A piora do quadro fiscal foi um dos principais motivos para a resistência no câmbio. Os agentes financeiros estão preocupados com o fato de que o governo não consegue avançar nas negociações para a votação do pacote de corte de gastos, anunciado pelo ministro da Fazenda, Fernando Haddad, no mês passado.
Depois de visitar o presidente Luiz Inácio Lula da Silva, em São Paulo, Haddad teve reunião com líderes do governo, mas não avançaram na tramitação do pacote das medidas fiscais que prevê um corte de cerca de R$ 70 bilhões de despesas. O impacto dessas medidas ainda é incerto, pois há estimativas de que o governo conseguirá uma economia de pouco mais da metade do montante — entre R$ 40 bilhões e R$ 50 bilhões.
Haddad saiu do encontro com Lula afirmando que o presidente fez um apelo para que as propostas não fiquem ainda mais desidratadas. Em reunião do ministro com líderes do Congresso, não houve definição de data para a votação do pacote fiscal. Analistas demonstram aumento da preocupação com a perspectiva de que só será votado em 2025.

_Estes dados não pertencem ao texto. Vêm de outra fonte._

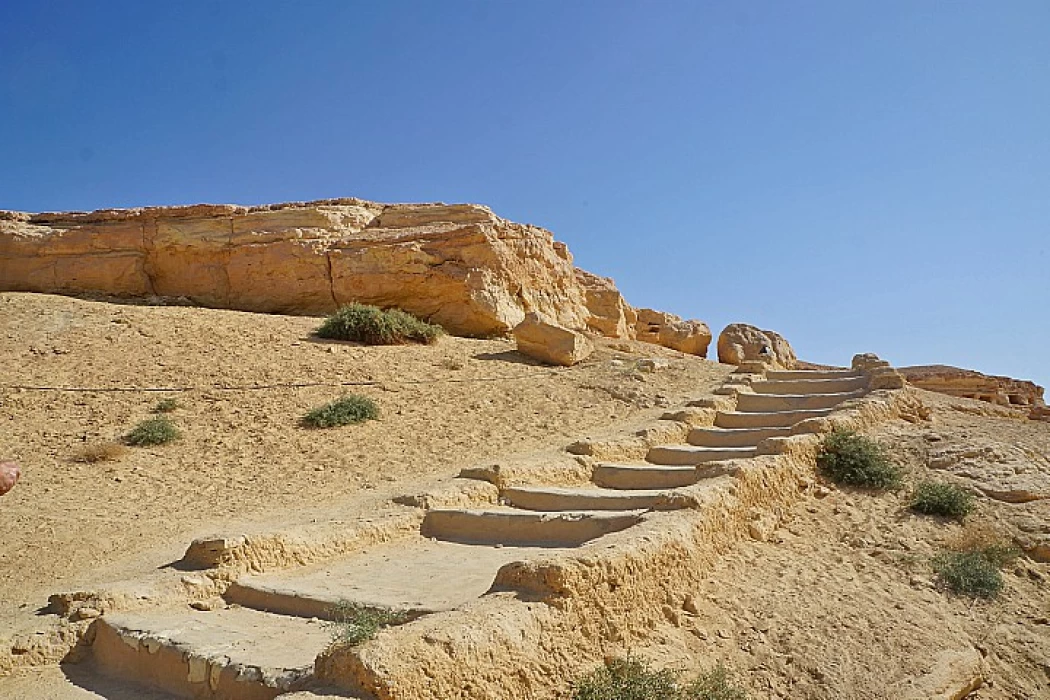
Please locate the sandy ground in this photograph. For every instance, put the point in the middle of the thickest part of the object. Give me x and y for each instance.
(839, 601)
(244, 455)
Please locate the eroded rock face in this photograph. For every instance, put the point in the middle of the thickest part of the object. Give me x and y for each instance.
(969, 384)
(662, 329)
(541, 339)
(609, 314)
(9, 471)
(460, 266)
(739, 342)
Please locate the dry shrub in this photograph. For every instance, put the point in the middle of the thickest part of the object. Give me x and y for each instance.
(100, 452)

"Está parecendo que esse pacote não vai sair neste ano. O mercado está colocando mais uma vez isso no preço", lamenta Gustavo Cruz, estrategista-chefe da RB Investimentos. Ele lembrou que o dólar abriu a semana mais valorizado por conta das expectativas do mercado em relação à reunião do comitê de política monetária do Federal Reserve (Fed, o banco central dos Estados Unidos), hoje e amanhã. Contudo, as declarações do presidente eleito dos EUA, Donald Trump, criticando o Brasil, também ajudaram a fazer com que o dólar não mudasse de patamar.
Novo patamar
A mediana das projeções do mercado para o dólar no fim deste ano coletadas no boletim Focus, do BC, passou de R$ 5,95 para R$ 5,99 — para os anos seguintes, o novo piso da moeda está em R$ 5,70. Em 2025, a previsão para a moeda norte-americana passou de R$ 5,77 para R$ 5,85, mas analistas não descartam que o dólar comercial siga negociado acima de R$ 6 por conta, principalmente, do aumento de incertezas sobre o quadro fiscal.

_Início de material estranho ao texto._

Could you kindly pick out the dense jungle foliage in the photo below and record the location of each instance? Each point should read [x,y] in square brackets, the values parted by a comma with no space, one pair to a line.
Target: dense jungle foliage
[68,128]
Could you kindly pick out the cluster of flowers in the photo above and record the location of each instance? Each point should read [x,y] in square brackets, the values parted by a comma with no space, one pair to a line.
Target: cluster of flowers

"Tudo indica que o dólar atingiu um novo patamar e deverá ficar em torno de R$ 6 por um período mais prolongado", projeta Fernando Honorato, diretor de Pesquisas e Estudos Econômicos do Bradesco.
Os economistas do banco estão debruçados sobre as planilhas, refazendo as projeções macroeconômicas desde a semana passada, quando o Comitê de Política Monetária (Copom) elevou a Selic para 12,25% ao ano — e informou que haverá mais duas altas da mesma magnitude. Segundo analistas, isso indica que a taxa básica deverá subir para 14,25% ao ano, até março de 2025, o que impactou nas projeções para os próximos anos.
A mediana das projeções do mercado passou de 13,50% para 14%/ano, no fim de 2025. Pelas novas estimativas do Focus, os juros básicos seguirão acima de 10% até dezembro de 2027. Para 2026, as perspectivas para a Selic subiram de 11% para 11,25% anuais.
De acordo com especialistas, os juros futuros seguem em alta e é provável que a Selic possa chegar a 16%, para que a inflação oficial recue para o centro da meta, de 3%, na primeira metade de 2026. Ontem, por exemplo, os contratos com vencimento em janeiro de 2025 passaram de 15,05% para 15,25% ao ano.
No vermelho
Ainda segundo o Focus, as previsões do mercado para o resultado primário das contas públicas seguem no vermelho até 2027, rompendo o piso inferior da meta fiscal, que permite um rombo de até 0,25% do Produto Interno Bruto (PIB).
Enquanto isso, o Índice Bovespa (Ibovespa) encerrou o pregão de ontem em queda de 0,84%, aos 123.560 pontos. Conforme dados da consultoria Elos Ayta, com esse desempenho de dezembro, a B3 caminha para o pior quarto trimestre do Ibovespa desde 2014.
Até o fechamento de ontem, o índice acumulava queda de 6,26%, superando o declínio de 5,55% registrado no mesmo período de 2021 — rivalizando com a forte retração de 7,59% de 2014.
"Esse desempenho negativo contrasta fortemente com os trimestres finais dos últimos anos, que apresentaram ganhos expressivos, como os 15,12%, de 2023, e os impressionantes 25,81%, de 2020, marcando um dos melhores encerramentos trimestrais da série histórica", destaca Einar Rivero, CEO da Elos Ayta.
Para Luciano Nakabashi, professor de economia da Universidade de São Paulo (USP) de Ribeirão Preto, o cenário fiscal é o grande problema observado pelos agentes do mercado, alinhado com a trajetória da dívida em relação ao PIB. "A trajetória tem sido insustentável. Mesmo com o crescimento da economia e a arrecadação recorde, o gasto vem aumentando mais e o governo não mostra grande disposição em fazer esse controle de forma como deve ser feito para estabilizar a relação dívida-PIB. E trazer mais confiança por parte dos agentes econômicos", avalia.